Pos 3 sudah di depan mata. Sebuah tempat datar yang penuh dengan ilalang dan bunga edelweiss bertebaran di sekeliling kami. Agustus memang waktu yang cocok untuk melihat bunga abadi ini bermekaran. Kami beristirahat dan mengisi perut yang mulai keroncongan. Irfan mengeluarkan trangia, mengisi dengan spirtus, lalu memasak mie rebus.
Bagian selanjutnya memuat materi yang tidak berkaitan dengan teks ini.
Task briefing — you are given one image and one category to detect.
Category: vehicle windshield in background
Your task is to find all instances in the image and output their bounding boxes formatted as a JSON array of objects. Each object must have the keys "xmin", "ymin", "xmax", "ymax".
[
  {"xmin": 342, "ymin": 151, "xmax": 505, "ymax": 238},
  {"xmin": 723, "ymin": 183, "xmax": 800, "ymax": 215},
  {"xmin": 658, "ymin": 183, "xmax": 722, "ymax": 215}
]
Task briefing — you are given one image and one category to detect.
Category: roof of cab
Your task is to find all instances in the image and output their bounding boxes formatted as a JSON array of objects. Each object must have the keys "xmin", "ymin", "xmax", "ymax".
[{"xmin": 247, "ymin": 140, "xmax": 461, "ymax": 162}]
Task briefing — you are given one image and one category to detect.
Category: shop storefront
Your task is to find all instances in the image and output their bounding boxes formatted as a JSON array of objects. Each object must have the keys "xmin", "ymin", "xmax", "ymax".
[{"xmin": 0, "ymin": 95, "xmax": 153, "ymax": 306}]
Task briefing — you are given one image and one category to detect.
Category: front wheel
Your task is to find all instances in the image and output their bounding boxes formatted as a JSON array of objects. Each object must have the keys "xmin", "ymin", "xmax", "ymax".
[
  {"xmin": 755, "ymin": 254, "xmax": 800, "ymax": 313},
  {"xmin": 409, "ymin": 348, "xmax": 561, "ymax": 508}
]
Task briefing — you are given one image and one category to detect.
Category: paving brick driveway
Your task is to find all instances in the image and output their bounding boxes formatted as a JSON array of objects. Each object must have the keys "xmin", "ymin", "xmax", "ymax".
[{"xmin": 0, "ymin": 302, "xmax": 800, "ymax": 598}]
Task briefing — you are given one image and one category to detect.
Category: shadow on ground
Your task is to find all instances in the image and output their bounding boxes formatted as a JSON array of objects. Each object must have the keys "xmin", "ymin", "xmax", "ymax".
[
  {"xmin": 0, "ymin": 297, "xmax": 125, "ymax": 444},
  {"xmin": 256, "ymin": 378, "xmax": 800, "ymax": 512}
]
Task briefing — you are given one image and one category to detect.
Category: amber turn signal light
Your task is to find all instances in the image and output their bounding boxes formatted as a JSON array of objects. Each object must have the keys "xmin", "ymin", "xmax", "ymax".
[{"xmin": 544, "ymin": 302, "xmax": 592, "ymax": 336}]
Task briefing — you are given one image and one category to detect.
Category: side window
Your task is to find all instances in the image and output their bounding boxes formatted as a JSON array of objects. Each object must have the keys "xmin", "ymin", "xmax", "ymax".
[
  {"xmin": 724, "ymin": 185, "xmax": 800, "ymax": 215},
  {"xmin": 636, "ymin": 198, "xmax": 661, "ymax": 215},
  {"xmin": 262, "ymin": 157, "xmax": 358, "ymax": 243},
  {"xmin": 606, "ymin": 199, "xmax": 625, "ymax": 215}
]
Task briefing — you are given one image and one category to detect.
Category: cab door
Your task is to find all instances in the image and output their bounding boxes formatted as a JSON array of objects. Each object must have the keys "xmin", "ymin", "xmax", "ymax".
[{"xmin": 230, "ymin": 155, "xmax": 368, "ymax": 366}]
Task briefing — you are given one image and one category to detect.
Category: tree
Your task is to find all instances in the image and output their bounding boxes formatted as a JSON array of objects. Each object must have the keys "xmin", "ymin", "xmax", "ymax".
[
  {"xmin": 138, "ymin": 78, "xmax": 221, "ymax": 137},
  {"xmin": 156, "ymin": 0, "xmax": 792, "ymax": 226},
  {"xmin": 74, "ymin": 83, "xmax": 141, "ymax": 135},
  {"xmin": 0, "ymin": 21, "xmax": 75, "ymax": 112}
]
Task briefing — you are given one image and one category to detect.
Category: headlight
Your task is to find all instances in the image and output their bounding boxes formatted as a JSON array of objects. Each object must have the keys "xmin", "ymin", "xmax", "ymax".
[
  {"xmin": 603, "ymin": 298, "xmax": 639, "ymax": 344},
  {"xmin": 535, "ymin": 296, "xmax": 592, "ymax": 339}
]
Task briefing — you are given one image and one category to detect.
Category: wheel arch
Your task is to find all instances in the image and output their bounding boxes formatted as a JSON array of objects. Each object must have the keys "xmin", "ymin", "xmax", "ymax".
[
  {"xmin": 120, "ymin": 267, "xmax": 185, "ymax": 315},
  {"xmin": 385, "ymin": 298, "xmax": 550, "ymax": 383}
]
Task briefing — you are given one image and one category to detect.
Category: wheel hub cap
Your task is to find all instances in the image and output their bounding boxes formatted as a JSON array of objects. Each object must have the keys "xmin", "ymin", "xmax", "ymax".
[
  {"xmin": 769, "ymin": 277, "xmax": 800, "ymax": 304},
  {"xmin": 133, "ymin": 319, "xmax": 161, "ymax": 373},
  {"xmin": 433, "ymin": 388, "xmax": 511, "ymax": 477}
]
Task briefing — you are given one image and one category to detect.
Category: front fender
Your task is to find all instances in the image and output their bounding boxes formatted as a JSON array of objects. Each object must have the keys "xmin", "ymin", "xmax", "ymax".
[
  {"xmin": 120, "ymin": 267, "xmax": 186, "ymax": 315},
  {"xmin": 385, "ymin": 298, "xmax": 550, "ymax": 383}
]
Sinar mentari yang menghangat serta angin sore membuat ilalang bergoyang – goyang membelai kami. Aaahh … pos ini enak sekali buat leyeh – leyeh. Setelah makan, kami mulai mengantuk dan malas untuk melanjutkan pendakian. Namun mengingat perjalanan masih jauh, mau tidak mau kami harus segera berkemas dan mendaki sebelum gelap.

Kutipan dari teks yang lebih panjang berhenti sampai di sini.